Typowym elementem tej infrastruktury jest stok zjazdowy. W Polsce stoki zjazdowe z wyciągami istnieją w 47 miejscowościach głównie na terenach górskich, choć nie jest to regułą: dobrej jakości stoki z wyciągami, naśnieżaniem i oświetleniem funkcjonują nawet w takich miejscowościach jak Gołdap na Mazurach czy Bytom na Górnym Śląsku. Poza tymi rozbudowanym ośrodkami, niewielkie stoki powstały w okresie przedwojennym w większości miast Ziem Odzyskanych, w których istniały dogodne warunki geofizyczne, czyli teren z około 30-metrowym, intensywnym spadkiem. Tego typu stoki powstały w większości w okresie przedwojennym, zarówno w miastach posiadających wzgórza morenowe (Zielona Góra, Żary), jak i w miastach położonych na zboczach dolin rzecznych (Ujście, Czarnków). Okres komunizmu na ogół zastopował rozwój infrastruktury sportów zimowych.

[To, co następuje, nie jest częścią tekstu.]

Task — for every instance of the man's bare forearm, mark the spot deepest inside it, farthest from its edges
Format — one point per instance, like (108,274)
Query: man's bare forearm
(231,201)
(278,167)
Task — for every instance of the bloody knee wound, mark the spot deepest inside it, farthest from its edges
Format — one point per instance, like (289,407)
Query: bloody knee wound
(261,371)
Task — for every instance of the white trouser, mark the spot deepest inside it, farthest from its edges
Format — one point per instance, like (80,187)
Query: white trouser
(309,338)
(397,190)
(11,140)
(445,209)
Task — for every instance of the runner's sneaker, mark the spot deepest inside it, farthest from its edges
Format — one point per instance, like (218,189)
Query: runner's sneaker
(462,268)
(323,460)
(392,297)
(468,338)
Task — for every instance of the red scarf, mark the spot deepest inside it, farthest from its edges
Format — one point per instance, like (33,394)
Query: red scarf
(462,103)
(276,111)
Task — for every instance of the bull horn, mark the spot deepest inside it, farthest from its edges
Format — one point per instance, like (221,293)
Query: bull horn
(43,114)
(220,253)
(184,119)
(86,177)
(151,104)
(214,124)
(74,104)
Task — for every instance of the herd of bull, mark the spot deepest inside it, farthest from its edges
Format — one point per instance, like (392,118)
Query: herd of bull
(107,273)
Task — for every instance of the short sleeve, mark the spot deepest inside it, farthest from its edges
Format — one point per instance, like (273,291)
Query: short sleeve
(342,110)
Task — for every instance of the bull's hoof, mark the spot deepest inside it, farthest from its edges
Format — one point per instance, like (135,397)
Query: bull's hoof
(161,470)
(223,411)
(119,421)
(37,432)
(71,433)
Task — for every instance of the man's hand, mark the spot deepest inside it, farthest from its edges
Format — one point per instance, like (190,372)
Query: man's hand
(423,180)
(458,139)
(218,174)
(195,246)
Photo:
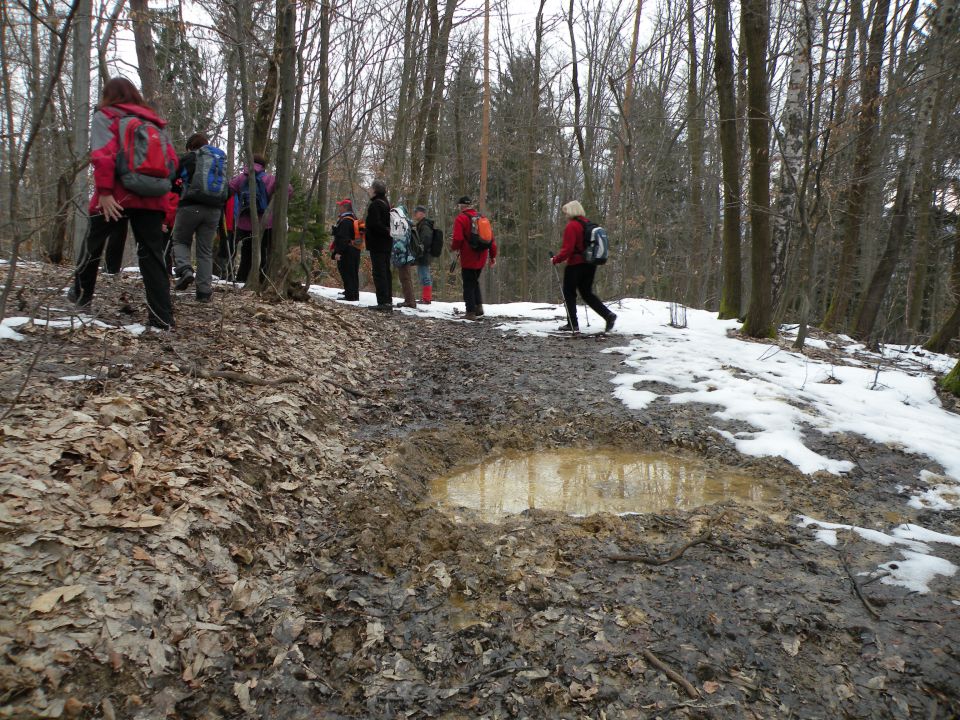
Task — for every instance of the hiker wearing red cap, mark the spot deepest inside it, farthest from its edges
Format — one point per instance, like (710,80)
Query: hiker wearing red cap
(471,260)
(347,243)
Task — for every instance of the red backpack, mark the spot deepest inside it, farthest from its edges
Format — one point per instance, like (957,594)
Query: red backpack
(145,161)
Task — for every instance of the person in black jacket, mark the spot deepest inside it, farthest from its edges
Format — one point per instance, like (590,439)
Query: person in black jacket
(195,219)
(423,226)
(379,243)
(346,252)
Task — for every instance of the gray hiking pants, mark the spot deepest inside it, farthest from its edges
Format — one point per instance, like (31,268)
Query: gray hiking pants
(199,220)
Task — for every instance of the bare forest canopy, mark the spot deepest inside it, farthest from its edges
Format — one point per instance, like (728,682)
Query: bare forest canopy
(781,160)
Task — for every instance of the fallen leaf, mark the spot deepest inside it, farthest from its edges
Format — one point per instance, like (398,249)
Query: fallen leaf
(46,602)
(791,646)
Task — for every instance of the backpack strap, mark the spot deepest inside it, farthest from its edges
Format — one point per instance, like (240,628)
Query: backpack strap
(583,236)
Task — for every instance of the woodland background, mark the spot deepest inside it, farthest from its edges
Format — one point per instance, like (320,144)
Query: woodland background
(790,161)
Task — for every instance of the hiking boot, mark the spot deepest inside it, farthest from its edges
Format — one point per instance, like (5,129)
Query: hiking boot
(74,296)
(185,280)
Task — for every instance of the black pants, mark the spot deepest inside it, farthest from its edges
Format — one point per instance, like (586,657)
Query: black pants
(245,241)
(349,267)
(580,278)
(382,277)
(224,259)
(471,288)
(148,232)
(116,242)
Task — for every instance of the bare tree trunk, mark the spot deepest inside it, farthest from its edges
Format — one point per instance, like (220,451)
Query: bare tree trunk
(730,302)
(81,121)
(431,142)
(794,124)
(323,170)
(279,266)
(756,30)
(589,199)
(525,215)
(695,124)
(836,316)
(485,121)
(615,217)
(146,52)
(944,25)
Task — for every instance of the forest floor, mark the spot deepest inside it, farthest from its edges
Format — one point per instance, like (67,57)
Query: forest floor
(234,519)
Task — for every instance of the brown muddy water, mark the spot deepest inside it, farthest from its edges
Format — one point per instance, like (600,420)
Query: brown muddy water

Dopiero niedawno na stoki narciarskie przerabia się wzniesienia o charakterze antropogenicznym, np. hałdy pokopalniane (Kamieniec koło Bełchatowa, Rybnik). Przed wykorzystywaniem sztucznych wzniesień dla tworzenia infrastruktury sportowej jest ogromną przyszłość, bowiem prawie każde większe polskie miasto takie wzniesienia posiada. Możliwe jest wykorzystanie w tym celu nawet zrekultywowanych hałd po śmietniskach. Brak stoków narciarskich tylko w nielicznych przypadkach można wytłumaczyć zupełnym brakiem sztucznych lub naturalnych wzniesień o wymaganym gradiencie. W większości przypadków za brak tej infrastruktury winić należy władze miejskie, które nie widzą potrzeby stworzenia tego typu infrastruktury, mimo jej niewielkich kosztów.

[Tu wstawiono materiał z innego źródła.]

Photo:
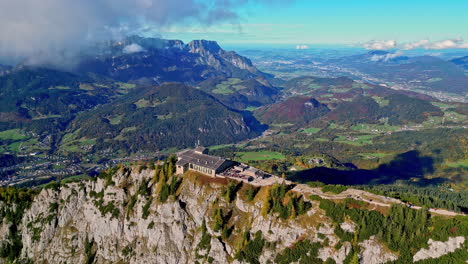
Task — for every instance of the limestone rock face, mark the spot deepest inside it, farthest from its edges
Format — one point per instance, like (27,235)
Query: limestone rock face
(122,219)
(374,252)
(437,248)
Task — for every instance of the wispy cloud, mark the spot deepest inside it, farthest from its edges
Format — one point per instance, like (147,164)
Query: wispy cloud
(380,45)
(420,44)
(49,29)
(387,57)
(436,45)
(133,48)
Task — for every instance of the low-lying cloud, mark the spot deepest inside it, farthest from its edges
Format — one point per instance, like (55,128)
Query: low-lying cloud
(436,45)
(302,47)
(133,48)
(420,44)
(380,45)
(386,57)
(40,31)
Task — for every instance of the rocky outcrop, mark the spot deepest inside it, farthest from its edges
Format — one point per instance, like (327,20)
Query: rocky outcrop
(373,252)
(120,217)
(438,248)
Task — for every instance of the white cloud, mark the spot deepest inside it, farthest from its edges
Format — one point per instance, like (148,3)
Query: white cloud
(380,45)
(302,47)
(133,48)
(386,57)
(436,45)
(44,30)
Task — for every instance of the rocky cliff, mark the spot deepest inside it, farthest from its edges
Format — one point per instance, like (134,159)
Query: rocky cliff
(138,215)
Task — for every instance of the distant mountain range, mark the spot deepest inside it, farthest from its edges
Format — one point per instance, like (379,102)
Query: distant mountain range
(154,61)
(422,72)
(117,102)
(463,62)
(345,101)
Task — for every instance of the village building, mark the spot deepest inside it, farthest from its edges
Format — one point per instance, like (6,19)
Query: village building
(198,160)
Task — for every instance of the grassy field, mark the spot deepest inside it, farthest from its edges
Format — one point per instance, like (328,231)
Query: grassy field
(355,140)
(220,146)
(261,155)
(374,128)
(12,134)
(458,164)
(373,155)
(311,130)
(222,89)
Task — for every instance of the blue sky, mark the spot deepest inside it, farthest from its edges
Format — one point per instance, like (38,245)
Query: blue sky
(336,22)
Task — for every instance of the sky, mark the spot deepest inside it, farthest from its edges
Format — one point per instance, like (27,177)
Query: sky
(57,31)
(336,22)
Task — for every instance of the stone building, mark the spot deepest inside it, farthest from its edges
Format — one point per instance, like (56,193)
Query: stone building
(198,160)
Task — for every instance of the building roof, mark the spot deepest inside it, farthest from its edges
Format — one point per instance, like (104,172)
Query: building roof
(195,157)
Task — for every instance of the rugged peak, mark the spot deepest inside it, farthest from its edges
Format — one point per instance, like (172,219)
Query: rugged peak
(199,46)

Budowa prostego stoku narciarskiego o co najmniej 150-metrowej długości nie jest zadaniem skomplikowanym technicznie. Konieczne są roboty ziemne, a w przypadku konieczności wycinki drzew proponuje się kompensację ilości wyciętego drzewostanu poprzez nasadzenie fragmentu nowego lasu w innym miejscu. Pozwoli to na zminimalizowanie degradacji środowiska naturalnego.

Proponowany prosty stok narciarski, jaki powinien się znaleźć w większości polskich miast, nie posiadałby wyciągu orczykowego i wymagałby tylko odpowiedniego przygotowania terenu. Służyłby on wyłącznie początkującym snowboarderom i narciarzom i jego zadaniem byłaby popularyzacja uprawiania sportów zimowych. Inwestycje usprawniające użytkowanie stoku (oświetlenie, wyciąg orczykowy, sztuczne naśnieżanie etc.) proponowane są dopiero po dłuższym okresie czasu, gdy sporty zimowe będą już wystarczająco spopularyzowane by wytworzyć wystarczający popyt dla ekonomicznej działalności wyciągu. Koszty takiej inwestycji wg kosztorysu dla Gorzowa z roku 2006 to ok. 600-700 tys. PLN.

Snowparki

Ukłonem w stronę miłośników snowboardu jest przygotowanie snowparku. Jest to tor przeszkód pozwalający na wykonywanie ewolucji, składający się ze skoczni, raili (do uprawiania jibbingu polegającego na jeździe snowboardem po poręczach), trapezów, boxów oraz kornerów do wykonywania skoków. Tylko nieliczne polskie snowparki mają halfpipe- ziemną konstrukcję przypominającą podłużną półrurę, służącą do wykonywania ewolucji na jej krawędziach bocznych. Obecnie w Polsce wzorcowymi snowparkami są: Billabong Park w Szczyrku, Kamikaze w Zieleńcu, Drake Park w Białce Tatrzańskiej, Bielenda w Ustroniu, Siepraw koło Krakowa oraz Strefa Śniegu w Korbielowie.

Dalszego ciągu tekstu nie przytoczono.